“Barriga é o nome que se dá para os erros de informações cometidos pela
imprensa. Pesquisando e escrevendo sobre drogas para diversos veículos do país,
tive a infelicidade de testemunhar dezenas, talvez centenas de erros dos mais
variados tipos na cobertura sobre o tema. Pudera. O tema das drogas é um dos assuntos
mais complexos que um jornalista pode cobrir. Alguns erros são fruto de má-fé e
tentativas de desinformar a população, algo relativamente comum num assunto tão
disputado ideologicamente. Mas a maioria dos erros são mesmo consequência da
falta de tempo e de fontes confiáveis na correria do trabalho de redação. Por
isso, topei escrever no ano passado o livro Guia sobre Drogas para
Jornalistas, por encomenda da Plataforma Brasileira de Políticas de Drogas.
O livro é um glossário de termos importantes para a cobertura sobre o
tema, para ajudar o jornalista que precisa aprender rapidamente um conceito
para não escrever uma asneira na notícia que você vai ler. O texto abaixo é uma
adaptação do que escrevi para a introdução do livro: a história de como a imprensa
inventou o óxi, uma droga que jamais existiu.
A
IMPRENSA NO REHAB
“Uma ameaça devastadora que se espalha pelo país.” Essa era a manchete
de um dos jornais de maior circulação no Brasil num domingo de abril de 2011.
“Derivado de cocaína e mais letal que o crack, óxi destrói jovens e crianças no
Acre”, dizia o subtítulo. Segundo o enviado especial a Rio Branco, a nova droga
é uma pedra, como o crack. “A diferença é que é mais barato e mata mais
rápido”, porque é feita de cal virgem e gasolina. “Em poucas semanas, leva ao
emagrecimento e à perda de dentes”, e o usuário “passa a ter uma cor amarelada”.
O enfoque da reportagem era policial, com informações sobre o tráfico nas
fronteiras do Acre e em praças de Rio Branco.

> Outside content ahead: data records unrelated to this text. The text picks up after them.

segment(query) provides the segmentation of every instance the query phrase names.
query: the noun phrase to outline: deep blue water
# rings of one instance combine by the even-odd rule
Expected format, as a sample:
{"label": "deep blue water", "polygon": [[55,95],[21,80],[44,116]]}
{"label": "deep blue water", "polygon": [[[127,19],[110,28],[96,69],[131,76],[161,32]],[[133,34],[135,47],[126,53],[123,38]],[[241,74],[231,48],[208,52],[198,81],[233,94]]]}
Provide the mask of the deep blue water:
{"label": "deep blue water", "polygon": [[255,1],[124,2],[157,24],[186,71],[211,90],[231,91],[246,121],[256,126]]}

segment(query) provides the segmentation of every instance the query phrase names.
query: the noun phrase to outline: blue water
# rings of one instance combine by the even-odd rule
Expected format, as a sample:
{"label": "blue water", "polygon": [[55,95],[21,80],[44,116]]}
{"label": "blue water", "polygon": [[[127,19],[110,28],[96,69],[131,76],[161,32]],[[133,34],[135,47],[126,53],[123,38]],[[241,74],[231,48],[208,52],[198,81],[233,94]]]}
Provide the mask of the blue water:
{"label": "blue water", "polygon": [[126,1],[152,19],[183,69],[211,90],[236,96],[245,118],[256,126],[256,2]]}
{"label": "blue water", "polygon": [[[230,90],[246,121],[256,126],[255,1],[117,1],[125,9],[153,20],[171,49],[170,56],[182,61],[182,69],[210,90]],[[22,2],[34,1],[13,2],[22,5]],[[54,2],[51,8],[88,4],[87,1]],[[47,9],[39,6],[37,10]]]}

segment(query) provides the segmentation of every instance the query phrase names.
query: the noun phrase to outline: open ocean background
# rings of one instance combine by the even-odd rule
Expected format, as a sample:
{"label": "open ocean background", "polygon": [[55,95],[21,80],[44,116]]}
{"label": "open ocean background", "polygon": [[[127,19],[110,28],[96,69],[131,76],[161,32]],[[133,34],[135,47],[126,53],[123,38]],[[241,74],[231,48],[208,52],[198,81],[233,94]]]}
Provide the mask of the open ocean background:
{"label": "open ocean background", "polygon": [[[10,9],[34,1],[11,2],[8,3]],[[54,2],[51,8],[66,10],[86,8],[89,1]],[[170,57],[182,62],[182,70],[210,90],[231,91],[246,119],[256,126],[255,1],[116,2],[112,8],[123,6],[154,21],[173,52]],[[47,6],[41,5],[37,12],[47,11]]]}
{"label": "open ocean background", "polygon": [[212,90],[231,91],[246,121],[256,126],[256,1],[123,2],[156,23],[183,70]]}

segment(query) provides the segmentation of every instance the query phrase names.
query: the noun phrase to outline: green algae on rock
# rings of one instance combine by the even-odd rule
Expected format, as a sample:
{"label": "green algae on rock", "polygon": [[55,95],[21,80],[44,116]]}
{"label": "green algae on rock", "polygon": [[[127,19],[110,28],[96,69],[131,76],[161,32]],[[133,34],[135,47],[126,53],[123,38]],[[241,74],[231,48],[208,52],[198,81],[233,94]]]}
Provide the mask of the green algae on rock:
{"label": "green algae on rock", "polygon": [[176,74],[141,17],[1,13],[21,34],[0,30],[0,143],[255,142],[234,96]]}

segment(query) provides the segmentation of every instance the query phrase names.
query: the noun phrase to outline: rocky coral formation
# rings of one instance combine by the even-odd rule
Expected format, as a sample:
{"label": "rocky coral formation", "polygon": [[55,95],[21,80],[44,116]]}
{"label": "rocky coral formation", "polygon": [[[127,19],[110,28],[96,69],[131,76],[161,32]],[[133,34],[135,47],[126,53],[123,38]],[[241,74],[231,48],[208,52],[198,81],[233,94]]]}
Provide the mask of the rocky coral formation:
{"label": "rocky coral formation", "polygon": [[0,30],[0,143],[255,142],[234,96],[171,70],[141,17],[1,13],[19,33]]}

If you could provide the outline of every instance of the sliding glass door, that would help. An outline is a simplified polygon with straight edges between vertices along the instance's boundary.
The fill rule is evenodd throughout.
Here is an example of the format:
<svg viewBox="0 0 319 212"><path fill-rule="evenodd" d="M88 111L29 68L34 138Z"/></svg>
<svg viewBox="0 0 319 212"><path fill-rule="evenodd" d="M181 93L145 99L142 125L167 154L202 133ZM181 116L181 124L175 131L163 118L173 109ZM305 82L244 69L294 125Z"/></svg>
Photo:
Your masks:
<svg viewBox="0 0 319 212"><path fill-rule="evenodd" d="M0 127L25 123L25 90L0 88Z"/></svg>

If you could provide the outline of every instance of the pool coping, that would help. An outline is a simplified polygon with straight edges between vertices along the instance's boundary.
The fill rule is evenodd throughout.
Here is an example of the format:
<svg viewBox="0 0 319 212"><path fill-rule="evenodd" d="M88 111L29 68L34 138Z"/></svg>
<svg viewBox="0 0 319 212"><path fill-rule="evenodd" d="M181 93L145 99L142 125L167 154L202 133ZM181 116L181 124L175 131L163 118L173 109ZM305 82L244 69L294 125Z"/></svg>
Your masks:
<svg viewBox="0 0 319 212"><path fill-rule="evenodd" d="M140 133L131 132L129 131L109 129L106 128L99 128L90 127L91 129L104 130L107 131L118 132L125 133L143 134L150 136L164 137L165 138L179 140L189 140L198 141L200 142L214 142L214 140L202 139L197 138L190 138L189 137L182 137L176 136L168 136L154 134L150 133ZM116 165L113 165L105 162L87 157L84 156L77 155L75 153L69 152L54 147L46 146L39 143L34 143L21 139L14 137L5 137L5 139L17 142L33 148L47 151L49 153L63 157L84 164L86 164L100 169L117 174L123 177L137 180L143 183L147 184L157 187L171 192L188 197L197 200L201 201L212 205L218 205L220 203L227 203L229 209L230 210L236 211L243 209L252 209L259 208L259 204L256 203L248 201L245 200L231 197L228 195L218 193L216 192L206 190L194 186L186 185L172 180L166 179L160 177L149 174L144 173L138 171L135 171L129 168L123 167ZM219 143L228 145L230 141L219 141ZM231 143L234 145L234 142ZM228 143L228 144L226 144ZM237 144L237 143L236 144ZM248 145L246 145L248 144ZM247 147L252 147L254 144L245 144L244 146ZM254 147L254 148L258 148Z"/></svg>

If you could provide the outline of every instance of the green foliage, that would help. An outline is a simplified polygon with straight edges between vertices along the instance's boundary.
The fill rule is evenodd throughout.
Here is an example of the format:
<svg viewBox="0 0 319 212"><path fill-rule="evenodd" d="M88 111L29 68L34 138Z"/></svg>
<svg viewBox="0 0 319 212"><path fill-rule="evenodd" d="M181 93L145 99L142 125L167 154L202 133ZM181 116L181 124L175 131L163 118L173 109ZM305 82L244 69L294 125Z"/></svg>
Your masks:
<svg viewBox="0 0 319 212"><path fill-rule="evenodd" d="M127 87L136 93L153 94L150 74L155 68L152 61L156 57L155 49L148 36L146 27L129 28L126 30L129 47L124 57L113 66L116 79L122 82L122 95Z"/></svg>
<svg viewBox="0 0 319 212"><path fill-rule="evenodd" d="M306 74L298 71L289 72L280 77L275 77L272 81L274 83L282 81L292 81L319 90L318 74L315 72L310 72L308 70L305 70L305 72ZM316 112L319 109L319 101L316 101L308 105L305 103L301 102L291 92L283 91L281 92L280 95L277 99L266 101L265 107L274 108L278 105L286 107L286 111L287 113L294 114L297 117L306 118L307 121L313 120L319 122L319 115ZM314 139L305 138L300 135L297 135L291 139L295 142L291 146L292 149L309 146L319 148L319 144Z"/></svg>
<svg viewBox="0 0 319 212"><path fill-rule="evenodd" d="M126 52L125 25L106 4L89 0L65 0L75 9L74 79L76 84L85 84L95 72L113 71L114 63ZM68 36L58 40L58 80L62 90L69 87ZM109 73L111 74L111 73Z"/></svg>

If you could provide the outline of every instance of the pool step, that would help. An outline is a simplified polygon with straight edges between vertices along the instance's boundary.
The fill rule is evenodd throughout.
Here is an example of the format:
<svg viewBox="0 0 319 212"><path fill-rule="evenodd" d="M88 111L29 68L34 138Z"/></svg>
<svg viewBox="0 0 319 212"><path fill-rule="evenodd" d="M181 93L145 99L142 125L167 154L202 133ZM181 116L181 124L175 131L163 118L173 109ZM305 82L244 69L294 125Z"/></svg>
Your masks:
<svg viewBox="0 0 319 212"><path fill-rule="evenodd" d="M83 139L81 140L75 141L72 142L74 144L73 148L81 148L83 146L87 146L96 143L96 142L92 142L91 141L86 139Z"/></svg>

Um telejornal da manhã resumiu o medo. “Óxi pode estar mais perto de São
Paulo.” Mas coube ao telejornal do horário nobre repercutir os sintomas
pavorosos da substância “mais nociva que o crack”. Jornais, revistas, sites,
boa parte da imprensa repercutiu a pauta. Afinal, tratava-se de uma nova e
apavorante droga que emergia do coração da selva, ameaçando chegar aos centros
urbanos e se espalhar como um vírus ebola. A história do óxi era sensacional.
Dava um filme, era impossível não fazer uma suíte.
Mas a coisa era séria. E, em vez de virar filme, foi parar em Brasília.
Em 7 de junho, menos de dois meses depois de a droga “estrear” na imprensa
nacional, o deputado Padre Ton (PT-RO) convocou a audiência pública “Óxi e
outras drogas na Amazônia Legal”. Em entrevista ao site de uma importante
revista, ele se disse preocupado: “O avanço das drogas é um dos flagelos da
atualidade”. Em sua segunda sessão, em 28 de junho, a audiência teve uma
exposição de Adriano Otávio Maldaner, perito químico e chefe do Laboratório de
Química Forense do Instituto Nacional de Criminalística – a maior autoridade
“CSI” das drogas no Brasil.
O perito apresentou o resultado da análise de 20 amostras de apreensões
de “óxi” feitas pela Polícia Civil na capital e em diversas cidadelas do Acre
apontadas como rota da droga. Maldaner foi categórico: “Não posso dizer que
existe uma nova droga”[1].
Do total de amostras, 30% não podia sequer ser fumada – era cocaína em pó[2].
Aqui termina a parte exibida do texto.